Psicoterapia e societa' di massa

di Carlotta Montinaro e Donato Santarcangelo


Introduzione
Nel quadro di una teorizzazione, derivante da più ambiti, indebolente, non fondazionalistica, dell'approccio alla realtà fenomenica, la nostra attenzione si è soffermata sull'ambito psicologico, nel quale contestiamo una visione statica, atemporale e oggettivistica dell'identità soggettuale, e sosteniamo, tra l'altro, l'imprescindibilità, per la psicoterapia, del rimando alla sintomatologia dei significati esperiti dall'individuo.
Inoltre, consideriamo l'attuale società delle comunicazioni di massa, come l'insolito alveo nel quale, grazie alla peculiare "accelerazione prismatica" delle immagini dell'esistente, è possibile intravedere in filigrana livelli plurimi e senza fondazione ultima, d'interpretazione della realtà, con conseguenze ammorbidenti sulla monoliticità dell'identità personale (G. Girard, 1992).
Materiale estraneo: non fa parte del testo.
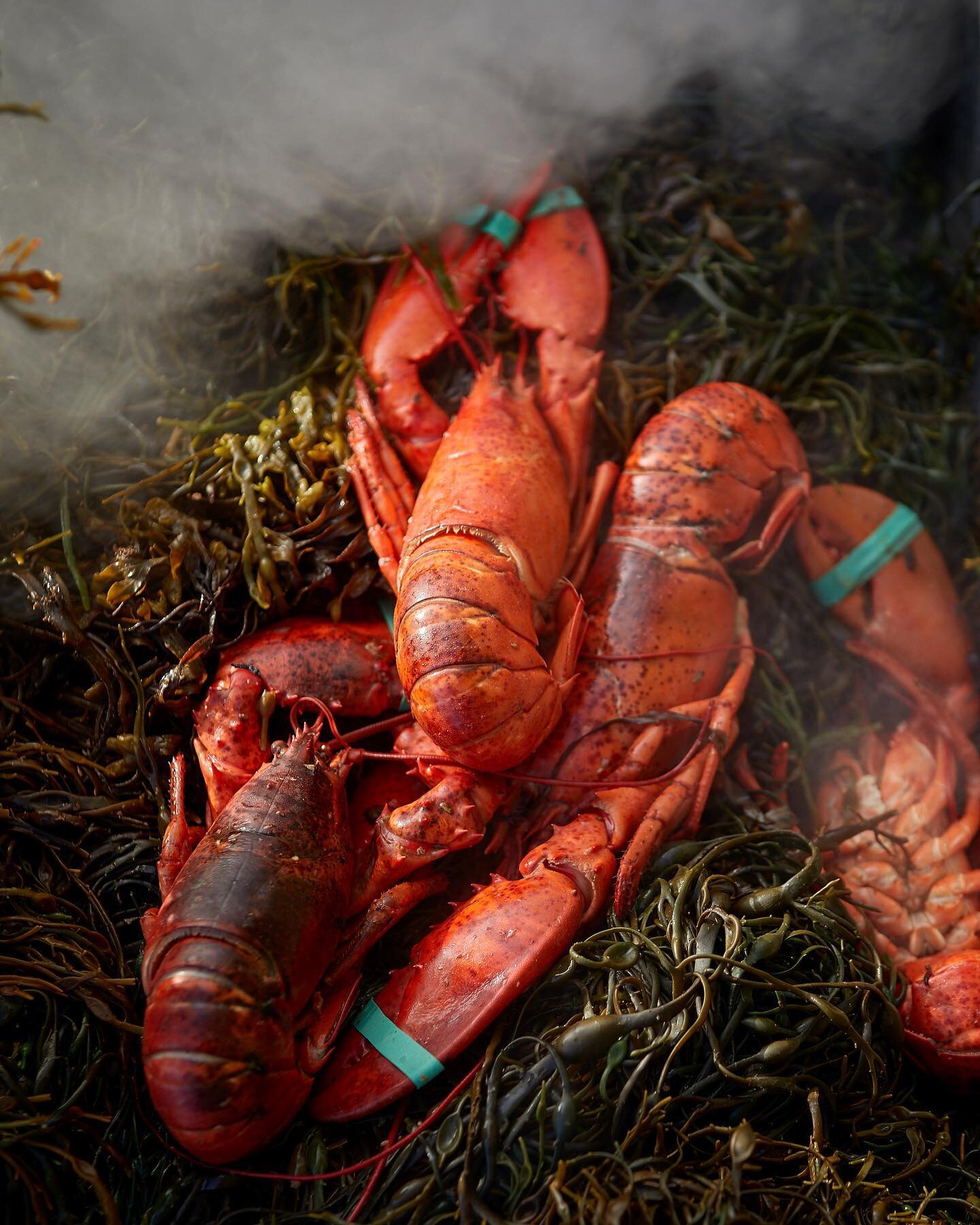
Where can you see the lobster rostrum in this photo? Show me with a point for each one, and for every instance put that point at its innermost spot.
(477, 557)
(716, 478)
(911, 869)
(347, 666)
Vogliamo ora convergere verso un punto d'approdo rappresentato dalla tematizzazione del rapporto tra un'identità soggettuale supposta, quindi, dinamica e temporalizzata, in un contesto che contribuisce a definirla tale (l'attuale società indistintiva) e un concetto "allargato" di influenza psicoterapeutica. In altre parole, ricercare una qualche plausibilità alla tesi di una valenza terapeutica dei simbolismi sociali.
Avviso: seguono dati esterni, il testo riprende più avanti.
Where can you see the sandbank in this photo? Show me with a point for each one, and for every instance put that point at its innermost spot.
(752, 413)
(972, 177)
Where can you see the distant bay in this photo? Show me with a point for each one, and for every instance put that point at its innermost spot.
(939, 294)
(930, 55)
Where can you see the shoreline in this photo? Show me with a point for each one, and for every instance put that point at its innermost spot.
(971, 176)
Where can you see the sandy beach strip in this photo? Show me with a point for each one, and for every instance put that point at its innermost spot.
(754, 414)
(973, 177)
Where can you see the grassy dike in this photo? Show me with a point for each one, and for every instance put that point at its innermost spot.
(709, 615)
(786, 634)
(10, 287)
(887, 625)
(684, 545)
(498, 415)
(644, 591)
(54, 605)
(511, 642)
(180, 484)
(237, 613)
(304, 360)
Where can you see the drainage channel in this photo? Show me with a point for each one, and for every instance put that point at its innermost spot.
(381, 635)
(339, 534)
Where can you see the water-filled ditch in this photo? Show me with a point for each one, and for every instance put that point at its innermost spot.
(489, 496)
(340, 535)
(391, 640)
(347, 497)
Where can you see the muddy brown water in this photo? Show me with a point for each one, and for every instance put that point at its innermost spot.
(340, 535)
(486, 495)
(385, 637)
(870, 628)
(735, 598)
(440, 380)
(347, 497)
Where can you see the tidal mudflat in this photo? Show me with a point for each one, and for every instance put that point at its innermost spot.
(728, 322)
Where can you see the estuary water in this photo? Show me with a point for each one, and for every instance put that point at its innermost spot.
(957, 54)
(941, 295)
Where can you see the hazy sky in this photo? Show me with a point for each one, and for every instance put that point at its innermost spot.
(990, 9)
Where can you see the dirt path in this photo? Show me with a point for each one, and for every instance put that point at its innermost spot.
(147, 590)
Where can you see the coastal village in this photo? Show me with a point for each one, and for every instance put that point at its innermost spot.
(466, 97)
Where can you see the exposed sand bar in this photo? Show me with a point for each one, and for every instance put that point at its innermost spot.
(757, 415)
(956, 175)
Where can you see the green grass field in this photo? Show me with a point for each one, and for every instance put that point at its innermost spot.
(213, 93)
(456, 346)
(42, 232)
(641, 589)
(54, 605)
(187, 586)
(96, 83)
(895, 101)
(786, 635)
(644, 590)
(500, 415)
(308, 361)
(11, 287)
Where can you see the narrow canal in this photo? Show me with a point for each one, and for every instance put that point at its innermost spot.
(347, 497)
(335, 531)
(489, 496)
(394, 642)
Vorremmo iniziare con la considerazione che l'attuale «società dai segni insicuri e spesso massimamente ambigui» (G. Girard, 1992) ci sembra in qualche modo rappresentare per l'individuo una specie di specchio nel quale intravedere, ancorché in trasparenza e, soprattutto, angosciosamente, il costituirsi stesso, plurimo, frammentario, temporalizzato, della propria identità. In tal modo il soggetto, proprio grazie all'effetto comunque relativizzante di questo sguardo politeistico (Hillman), è più introverso rispetto all'unilaterale estroversione della società (Jung), realizzerebbe un sentirsi maggiormente autentico. In altri termini, più in sintonia con un esterno esperito come cornice di disincanto, quindi, più disincantato all'interno di se stesso; cioè, più disponibile a seguire modalità non dogmatiche di adattamento e pervaso da una flessibilità, da un'apertura, che costituiscono di per se stesse uno degli esiti principali di molte forme psicoterapeutiche.
Ci sembra, inoltre, che la società delle comunicazioni di massa, riesca strutturalmente ad evocare una sorta di metafora di una possibilità alternativa di rapportarsi alla conoscenza dell'essere umano. Nel senso di un approccio che tenga maggiormente conto della necessità della compresenza nella natura umana, della distintività e dell'indeterminato, del sufficientemente chiaro e dell'inguaribilmente ambiguo. Questo, però, non per recuperare, in maniera pur sempre pacificatoria, il senso di un'identità soggettuale comunque statica, illusoriamente solare, scarsamente influenzata dall'esistente e, sostanzialmente fondata e fondante, nel senso di poter essere, tutto sommato a diversi livelli oggettivabile. Il senso, invece, è quello di porre in rilievo proprio la cornice di indeterminatezza, approssimazione, contraddittorietà, momentaneità, che, come un affresco surreale, anzi iperreale, la società delle comunicazioni di massa mette in scena.
Cosicché, essa arriva a mostrare, proprio per questo suo essere in tal modo strutturale, ed è questo il punto, una sorta di via regia ad una più autentica e/o riduzionistica concettualizzazione dell'identità umana, anch'essa momentanea, frammentata, contraddittoria, in continuo divenire e alla quale, in fondo, ci si può accostare per comprenderla ma non per spiegarla (Jaspers).
Per Jung «la vita stessa fluisce da sorgenti che sono limpide e torbide a un tempo, ogni eccessiva "purezza", ogni rinnovamento della vita, passa attraverso zone torbide per procedere verso la chiarezza. Ma quanto maggiore è la chiarezza e la differenziazione tanto minore è l'intensità di vita, proprio a cagione dell'esclusione degli elementi che l'intorbidano. Il processo evolutivo abbisogna tanto della chiarezza quanto della torbidezza».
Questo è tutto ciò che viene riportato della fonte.